I built out a Druid backend for interactive graphing & aggregation of web traffic and application security metrics a few years back. Users could choose arbitrary filters, aggregations, and time slicing. This was a second system replacing a Spark cluster running over timeseries events in Cassandra, which wasn't really practically scalable. Tuning and debugging the Spark queries and Cassandra performance was an endless time sink.
Druid worked really well for almost all use cases, reliably getting sub-second results against many billions of records even on a pretty modest deployment. Being able to use arbitrary Javascript functions in queries was fantastic, so we could do things like filtering on IP subnets or case insensitive prefix/suffix matching, and the like, as needed.
The Docker setup that Druid ships with is deceptively simple - making a production installation was an effort.
My thoughts are:
- Build templating and code generation for the many config files for each component early on so you can edit constants in a single place and have all of the sundry config files update to reflect them, and also manage per-host overrides in a sane, version controlled, way.

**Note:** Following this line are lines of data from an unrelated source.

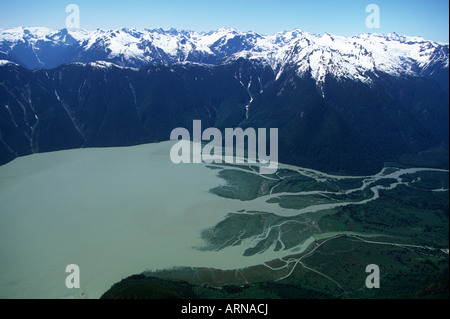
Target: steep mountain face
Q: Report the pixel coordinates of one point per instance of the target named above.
(341, 104)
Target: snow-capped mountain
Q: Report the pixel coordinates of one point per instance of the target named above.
(358, 57)
(342, 104)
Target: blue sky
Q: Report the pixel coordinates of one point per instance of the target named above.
(429, 19)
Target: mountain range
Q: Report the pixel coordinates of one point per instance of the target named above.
(342, 104)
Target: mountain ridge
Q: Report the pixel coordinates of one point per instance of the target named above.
(347, 57)
(337, 110)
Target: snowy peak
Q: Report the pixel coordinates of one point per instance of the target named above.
(315, 55)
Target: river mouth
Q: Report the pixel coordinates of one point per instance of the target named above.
(120, 211)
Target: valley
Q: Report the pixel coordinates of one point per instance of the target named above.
(121, 211)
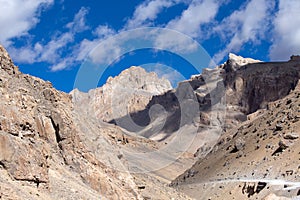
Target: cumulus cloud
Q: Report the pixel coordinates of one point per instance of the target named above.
(17, 17)
(286, 31)
(198, 13)
(148, 11)
(249, 24)
(51, 52)
(79, 22)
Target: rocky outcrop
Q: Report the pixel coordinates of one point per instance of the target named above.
(126, 93)
(48, 151)
(262, 150)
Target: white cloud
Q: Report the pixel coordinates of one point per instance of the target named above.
(79, 22)
(286, 31)
(198, 13)
(52, 51)
(249, 24)
(17, 17)
(148, 11)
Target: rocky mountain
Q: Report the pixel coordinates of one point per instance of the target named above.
(48, 151)
(258, 159)
(230, 132)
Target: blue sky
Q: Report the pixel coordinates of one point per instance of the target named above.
(53, 39)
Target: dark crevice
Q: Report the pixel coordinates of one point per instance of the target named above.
(2, 165)
(234, 150)
(260, 186)
(56, 128)
(36, 181)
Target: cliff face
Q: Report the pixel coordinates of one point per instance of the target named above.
(48, 151)
(258, 159)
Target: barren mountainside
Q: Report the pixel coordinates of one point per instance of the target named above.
(228, 133)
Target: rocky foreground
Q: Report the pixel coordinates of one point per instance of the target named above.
(230, 132)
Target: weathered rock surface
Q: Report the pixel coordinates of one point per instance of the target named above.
(129, 92)
(262, 150)
(48, 151)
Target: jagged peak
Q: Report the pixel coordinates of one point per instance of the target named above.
(136, 77)
(6, 62)
(241, 60)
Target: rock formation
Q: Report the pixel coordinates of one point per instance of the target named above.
(48, 151)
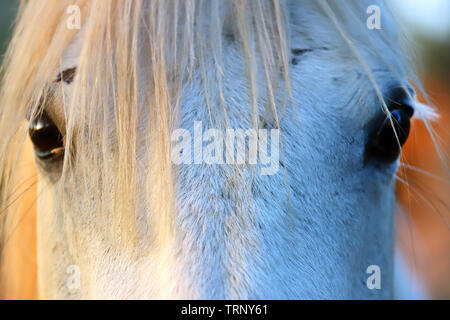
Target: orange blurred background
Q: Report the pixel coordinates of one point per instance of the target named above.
(423, 231)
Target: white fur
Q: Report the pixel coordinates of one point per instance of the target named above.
(313, 239)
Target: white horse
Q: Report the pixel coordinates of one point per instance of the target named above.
(115, 211)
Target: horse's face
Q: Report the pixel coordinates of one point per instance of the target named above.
(311, 229)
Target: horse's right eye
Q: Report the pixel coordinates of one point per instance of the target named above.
(47, 139)
(386, 142)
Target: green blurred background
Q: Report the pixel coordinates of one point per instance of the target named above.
(427, 23)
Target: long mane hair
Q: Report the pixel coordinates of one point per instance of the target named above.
(105, 110)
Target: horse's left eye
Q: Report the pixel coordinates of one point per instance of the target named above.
(46, 137)
(386, 142)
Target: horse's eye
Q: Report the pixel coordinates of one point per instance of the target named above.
(47, 139)
(386, 142)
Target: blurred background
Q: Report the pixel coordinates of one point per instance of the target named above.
(422, 218)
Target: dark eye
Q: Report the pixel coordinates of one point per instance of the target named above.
(388, 138)
(46, 137)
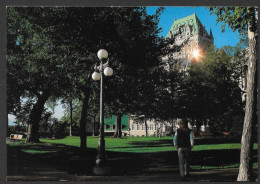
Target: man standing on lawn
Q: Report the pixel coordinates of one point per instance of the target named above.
(184, 141)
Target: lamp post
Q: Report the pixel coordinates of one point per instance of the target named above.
(98, 75)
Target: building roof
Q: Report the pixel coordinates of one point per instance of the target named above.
(192, 21)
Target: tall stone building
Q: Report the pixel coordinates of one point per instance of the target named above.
(192, 35)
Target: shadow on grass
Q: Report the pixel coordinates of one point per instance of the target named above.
(69, 159)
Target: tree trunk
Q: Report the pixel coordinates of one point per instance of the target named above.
(83, 122)
(94, 125)
(146, 128)
(35, 118)
(118, 131)
(247, 141)
(70, 117)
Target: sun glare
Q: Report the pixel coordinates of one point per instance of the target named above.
(196, 54)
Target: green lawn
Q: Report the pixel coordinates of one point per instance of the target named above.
(140, 144)
(152, 154)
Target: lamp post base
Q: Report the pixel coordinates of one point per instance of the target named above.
(102, 170)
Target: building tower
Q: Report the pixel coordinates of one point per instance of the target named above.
(195, 39)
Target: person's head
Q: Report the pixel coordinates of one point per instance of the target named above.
(184, 123)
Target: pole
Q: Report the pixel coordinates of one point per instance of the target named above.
(101, 144)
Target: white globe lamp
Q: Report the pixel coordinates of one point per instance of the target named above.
(108, 71)
(96, 76)
(102, 54)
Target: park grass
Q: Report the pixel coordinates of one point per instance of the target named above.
(139, 144)
(145, 147)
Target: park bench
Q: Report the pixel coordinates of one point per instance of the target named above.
(16, 137)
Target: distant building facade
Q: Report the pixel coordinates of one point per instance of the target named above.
(188, 28)
(190, 32)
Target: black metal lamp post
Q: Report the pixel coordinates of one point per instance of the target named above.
(98, 75)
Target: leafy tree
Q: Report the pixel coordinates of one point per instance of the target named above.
(33, 63)
(241, 19)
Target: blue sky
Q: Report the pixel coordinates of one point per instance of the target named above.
(166, 20)
(220, 39)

- Druid will use as much ram as you can throw at it, but in a pinch, reading directly from fast NVME storage is pretty good.

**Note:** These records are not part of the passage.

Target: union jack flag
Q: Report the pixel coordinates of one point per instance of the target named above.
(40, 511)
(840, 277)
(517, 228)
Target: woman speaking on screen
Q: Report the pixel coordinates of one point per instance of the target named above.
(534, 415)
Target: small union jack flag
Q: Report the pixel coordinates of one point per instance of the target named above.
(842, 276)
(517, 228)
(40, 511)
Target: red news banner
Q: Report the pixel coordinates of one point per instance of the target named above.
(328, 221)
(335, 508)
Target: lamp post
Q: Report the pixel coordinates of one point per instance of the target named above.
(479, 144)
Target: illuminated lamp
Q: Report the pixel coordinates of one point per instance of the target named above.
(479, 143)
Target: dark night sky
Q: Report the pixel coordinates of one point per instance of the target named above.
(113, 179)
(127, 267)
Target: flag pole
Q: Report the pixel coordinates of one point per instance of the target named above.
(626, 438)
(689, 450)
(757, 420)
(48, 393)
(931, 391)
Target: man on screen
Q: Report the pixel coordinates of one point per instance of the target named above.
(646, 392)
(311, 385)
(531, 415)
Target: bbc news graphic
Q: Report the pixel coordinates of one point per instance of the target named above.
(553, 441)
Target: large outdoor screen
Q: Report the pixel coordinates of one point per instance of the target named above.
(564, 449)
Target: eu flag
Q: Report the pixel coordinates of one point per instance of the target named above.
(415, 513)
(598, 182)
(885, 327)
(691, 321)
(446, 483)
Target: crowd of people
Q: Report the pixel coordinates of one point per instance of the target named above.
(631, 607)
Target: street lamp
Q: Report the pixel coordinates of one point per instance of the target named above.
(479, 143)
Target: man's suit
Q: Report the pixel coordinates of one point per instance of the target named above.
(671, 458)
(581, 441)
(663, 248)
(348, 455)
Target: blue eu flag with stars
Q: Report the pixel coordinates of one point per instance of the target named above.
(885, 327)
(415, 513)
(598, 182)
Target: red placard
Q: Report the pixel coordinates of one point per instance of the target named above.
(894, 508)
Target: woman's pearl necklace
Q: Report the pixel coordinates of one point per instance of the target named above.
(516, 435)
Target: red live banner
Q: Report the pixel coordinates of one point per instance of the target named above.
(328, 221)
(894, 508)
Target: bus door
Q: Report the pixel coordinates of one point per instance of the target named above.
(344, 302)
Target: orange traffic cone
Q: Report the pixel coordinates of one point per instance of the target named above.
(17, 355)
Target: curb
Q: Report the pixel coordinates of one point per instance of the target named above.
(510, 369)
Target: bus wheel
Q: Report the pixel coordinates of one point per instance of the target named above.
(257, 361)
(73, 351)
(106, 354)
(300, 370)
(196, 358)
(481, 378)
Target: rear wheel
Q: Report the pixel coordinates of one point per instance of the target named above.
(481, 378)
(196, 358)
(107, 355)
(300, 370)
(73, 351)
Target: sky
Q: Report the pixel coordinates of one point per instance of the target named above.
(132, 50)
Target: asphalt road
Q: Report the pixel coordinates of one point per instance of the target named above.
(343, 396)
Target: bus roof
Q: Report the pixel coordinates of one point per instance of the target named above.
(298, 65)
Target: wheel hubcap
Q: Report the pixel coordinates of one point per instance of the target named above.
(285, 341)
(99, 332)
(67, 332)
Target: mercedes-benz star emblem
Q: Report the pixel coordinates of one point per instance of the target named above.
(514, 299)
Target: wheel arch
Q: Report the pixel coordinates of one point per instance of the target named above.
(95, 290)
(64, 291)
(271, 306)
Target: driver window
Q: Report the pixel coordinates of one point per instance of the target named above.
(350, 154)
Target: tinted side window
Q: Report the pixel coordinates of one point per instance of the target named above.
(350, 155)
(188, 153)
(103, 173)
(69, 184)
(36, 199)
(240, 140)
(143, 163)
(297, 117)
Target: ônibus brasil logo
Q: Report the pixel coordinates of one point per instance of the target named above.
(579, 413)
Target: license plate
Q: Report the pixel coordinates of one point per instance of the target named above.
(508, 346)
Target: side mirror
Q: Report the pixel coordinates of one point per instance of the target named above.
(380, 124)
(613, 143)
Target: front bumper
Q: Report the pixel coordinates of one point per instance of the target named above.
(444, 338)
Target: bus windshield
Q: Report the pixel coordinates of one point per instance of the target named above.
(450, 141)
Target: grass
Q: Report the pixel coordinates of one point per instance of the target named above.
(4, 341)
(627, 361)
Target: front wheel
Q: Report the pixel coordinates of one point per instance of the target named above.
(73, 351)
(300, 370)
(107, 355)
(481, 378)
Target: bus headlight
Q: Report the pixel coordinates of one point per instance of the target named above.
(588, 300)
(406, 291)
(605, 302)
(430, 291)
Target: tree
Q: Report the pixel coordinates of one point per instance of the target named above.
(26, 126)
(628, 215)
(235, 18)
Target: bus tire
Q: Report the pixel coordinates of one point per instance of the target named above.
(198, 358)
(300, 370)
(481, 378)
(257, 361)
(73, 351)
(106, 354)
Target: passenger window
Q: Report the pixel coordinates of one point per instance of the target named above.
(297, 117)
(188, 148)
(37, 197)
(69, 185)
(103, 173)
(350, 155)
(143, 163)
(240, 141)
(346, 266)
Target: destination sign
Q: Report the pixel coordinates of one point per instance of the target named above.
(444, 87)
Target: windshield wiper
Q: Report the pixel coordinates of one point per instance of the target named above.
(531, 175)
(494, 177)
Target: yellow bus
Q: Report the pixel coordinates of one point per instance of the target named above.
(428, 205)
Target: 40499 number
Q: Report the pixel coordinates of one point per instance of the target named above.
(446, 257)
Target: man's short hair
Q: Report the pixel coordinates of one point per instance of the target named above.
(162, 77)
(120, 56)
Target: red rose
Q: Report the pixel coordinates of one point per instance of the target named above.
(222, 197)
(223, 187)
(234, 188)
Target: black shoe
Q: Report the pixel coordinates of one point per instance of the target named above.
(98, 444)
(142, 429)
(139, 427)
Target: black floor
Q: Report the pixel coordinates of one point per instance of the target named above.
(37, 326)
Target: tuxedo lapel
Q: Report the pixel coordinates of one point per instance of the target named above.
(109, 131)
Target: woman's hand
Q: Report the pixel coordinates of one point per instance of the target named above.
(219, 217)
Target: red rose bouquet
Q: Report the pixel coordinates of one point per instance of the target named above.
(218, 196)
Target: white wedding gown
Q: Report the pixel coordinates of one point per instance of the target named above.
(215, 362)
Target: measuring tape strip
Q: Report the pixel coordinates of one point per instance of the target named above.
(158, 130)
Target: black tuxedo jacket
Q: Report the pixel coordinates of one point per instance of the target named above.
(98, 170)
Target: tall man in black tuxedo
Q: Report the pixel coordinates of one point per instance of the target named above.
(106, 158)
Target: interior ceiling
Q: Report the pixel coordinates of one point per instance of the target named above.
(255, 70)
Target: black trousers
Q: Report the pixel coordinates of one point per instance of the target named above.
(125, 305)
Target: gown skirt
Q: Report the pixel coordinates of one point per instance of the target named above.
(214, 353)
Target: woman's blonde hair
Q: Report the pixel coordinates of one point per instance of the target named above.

- If you have realtime data ingestion, you will also have to build tooling to re-ingest older data that has changed or needed to be amended. This will end up looking like a 'lambda architecture'
If you had to do it again today, what would you do?

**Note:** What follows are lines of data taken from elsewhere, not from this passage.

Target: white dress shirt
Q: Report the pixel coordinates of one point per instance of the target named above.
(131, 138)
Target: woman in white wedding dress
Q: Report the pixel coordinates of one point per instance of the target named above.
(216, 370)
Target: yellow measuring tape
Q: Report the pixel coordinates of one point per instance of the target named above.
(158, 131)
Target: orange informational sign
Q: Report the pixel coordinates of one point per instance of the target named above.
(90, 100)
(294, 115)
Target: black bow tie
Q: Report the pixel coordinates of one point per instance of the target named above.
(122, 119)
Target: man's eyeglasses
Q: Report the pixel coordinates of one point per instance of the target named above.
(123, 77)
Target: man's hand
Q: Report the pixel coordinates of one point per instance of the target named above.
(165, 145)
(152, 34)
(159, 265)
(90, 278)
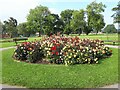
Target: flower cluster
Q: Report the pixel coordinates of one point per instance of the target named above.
(63, 50)
(29, 52)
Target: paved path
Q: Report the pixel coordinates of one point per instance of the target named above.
(8, 86)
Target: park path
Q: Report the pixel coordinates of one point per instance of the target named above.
(9, 86)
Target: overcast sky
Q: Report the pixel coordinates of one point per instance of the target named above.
(19, 9)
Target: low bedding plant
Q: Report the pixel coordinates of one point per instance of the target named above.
(62, 50)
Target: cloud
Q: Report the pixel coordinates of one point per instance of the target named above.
(16, 8)
(78, 0)
(55, 11)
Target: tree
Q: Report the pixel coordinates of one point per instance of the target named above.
(95, 19)
(23, 29)
(52, 24)
(66, 16)
(1, 27)
(117, 14)
(110, 29)
(36, 18)
(77, 23)
(10, 26)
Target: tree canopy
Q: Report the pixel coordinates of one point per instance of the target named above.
(110, 29)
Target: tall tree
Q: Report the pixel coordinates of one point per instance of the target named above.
(10, 26)
(1, 27)
(23, 29)
(36, 18)
(52, 24)
(110, 29)
(78, 21)
(95, 18)
(66, 16)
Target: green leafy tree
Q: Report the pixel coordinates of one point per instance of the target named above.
(110, 29)
(95, 18)
(1, 27)
(52, 24)
(23, 29)
(78, 22)
(117, 14)
(11, 27)
(66, 16)
(36, 18)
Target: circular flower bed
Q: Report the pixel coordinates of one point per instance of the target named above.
(62, 50)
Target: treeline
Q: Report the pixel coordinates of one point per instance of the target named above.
(41, 20)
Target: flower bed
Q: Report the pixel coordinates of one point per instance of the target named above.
(62, 50)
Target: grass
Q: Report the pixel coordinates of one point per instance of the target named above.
(59, 76)
(9, 44)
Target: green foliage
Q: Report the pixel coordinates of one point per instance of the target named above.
(77, 23)
(66, 16)
(62, 50)
(29, 52)
(110, 29)
(23, 29)
(1, 27)
(95, 19)
(36, 18)
(117, 14)
(10, 26)
(59, 76)
(52, 24)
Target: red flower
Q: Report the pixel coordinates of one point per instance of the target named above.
(56, 53)
(53, 48)
(58, 44)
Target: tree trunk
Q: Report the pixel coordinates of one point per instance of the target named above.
(39, 34)
(96, 32)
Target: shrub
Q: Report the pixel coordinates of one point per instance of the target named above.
(63, 50)
(29, 52)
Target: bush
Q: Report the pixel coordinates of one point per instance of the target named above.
(63, 50)
(29, 51)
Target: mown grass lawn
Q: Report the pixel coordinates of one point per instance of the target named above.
(59, 76)
(90, 36)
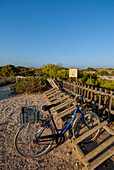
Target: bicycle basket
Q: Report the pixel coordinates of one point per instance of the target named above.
(29, 114)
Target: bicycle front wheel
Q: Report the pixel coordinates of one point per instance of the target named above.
(24, 140)
(79, 128)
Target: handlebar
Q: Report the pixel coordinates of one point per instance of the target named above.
(77, 95)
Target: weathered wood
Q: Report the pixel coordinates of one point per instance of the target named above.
(109, 130)
(98, 150)
(81, 154)
(100, 98)
(110, 104)
(56, 97)
(66, 111)
(101, 159)
(95, 92)
(52, 83)
(52, 92)
(66, 103)
(91, 92)
(85, 135)
(88, 94)
(60, 100)
(51, 95)
(48, 91)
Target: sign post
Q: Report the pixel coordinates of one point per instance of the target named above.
(73, 72)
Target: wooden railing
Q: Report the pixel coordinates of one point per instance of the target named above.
(101, 98)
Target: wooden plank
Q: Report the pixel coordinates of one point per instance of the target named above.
(109, 130)
(88, 93)
(85, 135)
(52, 92)
(56, 97)
(57, 92)
(81, 154)
(63, 104)
(66, 111)
(52, 83)
(101, 159)
(97, 150)
(49, 90)
(60, 100)
(110, 104)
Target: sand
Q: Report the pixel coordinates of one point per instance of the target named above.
(61, 157)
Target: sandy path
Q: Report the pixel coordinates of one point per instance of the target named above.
(63, 157)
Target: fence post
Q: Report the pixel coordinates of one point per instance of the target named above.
(100, 99)
(87, 92)
(110, 104)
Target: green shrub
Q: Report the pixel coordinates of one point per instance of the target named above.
(7, 80)
(103, 73)
(30, 85)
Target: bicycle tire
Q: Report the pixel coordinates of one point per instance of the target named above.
(79, 128)
(24, 140)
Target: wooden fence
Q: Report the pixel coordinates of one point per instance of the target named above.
(102, 99)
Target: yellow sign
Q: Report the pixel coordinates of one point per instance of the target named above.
(73, 72)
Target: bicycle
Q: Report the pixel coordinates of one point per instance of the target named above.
(35, 139)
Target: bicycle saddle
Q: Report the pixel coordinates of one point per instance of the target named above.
(47, 107)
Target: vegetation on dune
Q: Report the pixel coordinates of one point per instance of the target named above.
(36, 78)
(30, 85)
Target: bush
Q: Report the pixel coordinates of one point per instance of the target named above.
(103, 73)
(7, 80)
(30, 85)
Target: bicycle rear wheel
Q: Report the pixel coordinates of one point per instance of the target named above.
(25, 136)
(79, 127)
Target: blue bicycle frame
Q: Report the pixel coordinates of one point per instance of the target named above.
(62, 131)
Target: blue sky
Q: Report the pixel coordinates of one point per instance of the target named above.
(74, 33)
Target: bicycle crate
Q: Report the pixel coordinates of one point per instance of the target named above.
(29, 114)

Especially interested in this part:
> If you have realtime data ingestion, you will also have to build tooling to re-ingest older data that has changed or needed to be amended. This will end up looking like a 'lambda architecture'
I'm not a data guy, can you explain this part a bit more if you have time?
> you have realtime data ingestion, you will also have to build tooling to re-ingest older data that has changed or needed to be amended. This will end up looking like a 'lambda architecture'
Lambda architecture for data processing, as popularized by Nathan Marz et al [0], has two components, the Batch layer and the Stream layer. At a high level, Batch trades quality for staleness whilst Stream optimises for freshness at the expense of quality [1].
I believe what GP means by Lambda is that, you'd need a system that batch processes the data to be amended / changed (reprocess older data) but stream processes whatever that's required for real-time [2].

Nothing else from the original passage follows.